Occorre inoltre che l’azione sia imputabile a titolo di dolo o colpa (imprudencia intesa come omessa diligenza dovuta).
Sul punto Il codice penale spagnolo distingue tre ipotesi di colpa: lieve, grave e professionale.
Imprudencia leve, intesa come mancata cura e attenzione che qualsiasi persona deve porre in essere nell’esecuzione di un fatto capace di danneggiare gli altri.
Imprudencia grave: si configura quando colui che esegue l’azione non misura né prevede le sue possibili conseguenze e si espone alla causazione di un danno che avrebbe dovuto evitare.
Imprudencia profesional: colpa grave commessa da un professionista che determini la morte del paziente o lesioni di cui agli artt. 147 comma 1, 149 o 150 c.p. o che dette conseguenze siano determinate da imperizia, ignoranza o inosservanza della Lex Artis.
5. Conclusioni
Come supra evidenziato, la richiamata assenza di linee guida o di buone pratiche che regolino l’attività diagnostico-terapeutica in caso di infezione da COVID-19, unitamente all’impossibilità di disporne nell’immediato, a causa della fase sperimentale e di ricerca scientifica che richiederà ancora diverso tempo di lavoro, precludono l’applicabilità agli operatori sanitari impegnati nell’emergenza sanitaria della causa di non punibilità ex art. 590 sexies c.p.
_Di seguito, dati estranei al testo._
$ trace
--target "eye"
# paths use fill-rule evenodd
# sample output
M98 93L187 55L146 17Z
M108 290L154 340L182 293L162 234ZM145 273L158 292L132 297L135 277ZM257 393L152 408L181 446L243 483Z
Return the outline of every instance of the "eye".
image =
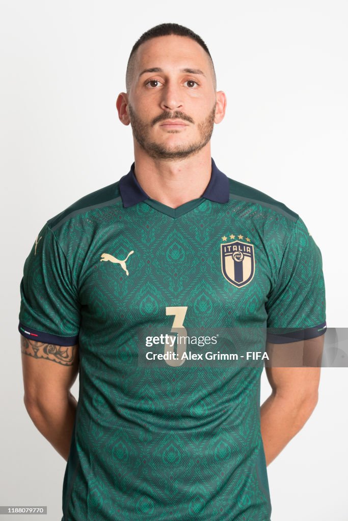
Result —
M154 85L154 83L156 84ZM159 80L150 80L149 81L147 81L145 85L147 87L149 87L149 89L154 89L159 84L161 84Z
M198 84L199 84L198 83L197 83L197 81L195 81L195 80L186 80L186 81L185 82L185 83L196 83L196 85L197 85L197 86L198 86ZM190 89L194 89L194 88L194 88L194 86L193 86L193 85L187 85L187 86L188 86L188 87L189 87L189 88Z

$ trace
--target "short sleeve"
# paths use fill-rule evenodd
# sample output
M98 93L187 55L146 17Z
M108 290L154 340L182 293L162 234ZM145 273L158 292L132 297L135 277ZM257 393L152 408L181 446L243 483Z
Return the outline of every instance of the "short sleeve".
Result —
M39 233L20 283L20 333L31 340L73 345L80 306L67 260L47 223Z
M321 254L301 217L289 238L266 309L270 342L314 338L326 330Z

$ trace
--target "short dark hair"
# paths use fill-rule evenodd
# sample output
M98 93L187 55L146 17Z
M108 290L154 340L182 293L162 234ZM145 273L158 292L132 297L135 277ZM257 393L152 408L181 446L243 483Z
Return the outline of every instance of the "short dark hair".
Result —
M127 89L127 92L129 90L134 69L133 56L138 47L141 45L142 43L143 43L144 42L147 42L148 40L151 40L152 38L157 38L160 36L169 36L171 34L174 34L175 36L187 36L188 38L194 40L195 42L197 42L197 43L199 44L201 47L203 47L210 58L213 73L214 85L216 90L217 80L213 60L211 56L210 55L209 49L207 46L205 42L202 40L200 36L198 36L198 34L196 34L196 33L194 32L193 31L191 31L191 29L189 29L187 27L185 27L184 26L181 26L178 23L160 23L158 26L155 26L154 27L152 27L150 29L149 29L148 31L143 33L143 34L141 35L140 38L137 40L133 45L133 47L130 52L130 54L129 55L129 57L128 58L128 63L127 64L127 70L126 72L126 89Z

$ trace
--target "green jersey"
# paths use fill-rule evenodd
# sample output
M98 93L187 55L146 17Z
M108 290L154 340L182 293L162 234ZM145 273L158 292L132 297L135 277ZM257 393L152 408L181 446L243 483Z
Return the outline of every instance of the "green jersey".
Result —
M138 332L322 334L321 256L296 213L212 159L201 196L173 209L133 164L45 224L20 290L21 334L79 345L62 521L269 521L262 366L139 363Z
A fronte di un tanto risulta dunque indispensabile, a parere di chi scrive, affrontare questa emergenza attraverso l’adozione di nuovi strumenti idonei ed effettivi di tutela per coloro che da settimane combattono per salvaguardare la salute di tutti i cittadini esponendo a gravi pericoli la propria integrità fisica; e ciò al fine ultimo di porli in condizione di poter svolgere la loro ammirevole vocazione con la consapevolezza che, seppur entro determinati limiti, non corrano il rischio di vivere anche la pendenza di un procedimento giudiziario.
Contributo scientifico realizzato dal Dipartimento del Diritto Penale, a firma degli Avvocati
Elisa Davanzo, Roberto Tartaro, Salvatore Celso, Maria Manganiello, Manuela Martinangeli, Alessio Nunziante
1 In tali situazioni, potrebbe venir meno l’antigiuridicità della condotta tipica, qualora il fatto sia stato commesso in presenza di una causa di giustificazione. Potrebbe inoltre venir meno l’elemento soggettivo, e pertanto la colpevolezza, configurandosi così una causa soggettiva di esclusione del reato. Potrebbe anche accadere che si verifichi il caso in cui al fatto, pur antigiuridico e colpevole, per ragioni di opportunità, non venga fatta seguire l’applicazione di una pena, come ad esempio nel caso dell’infermità mentale ed in tal caso ci troveremmo in presenza di una causa esclusione della punibilità.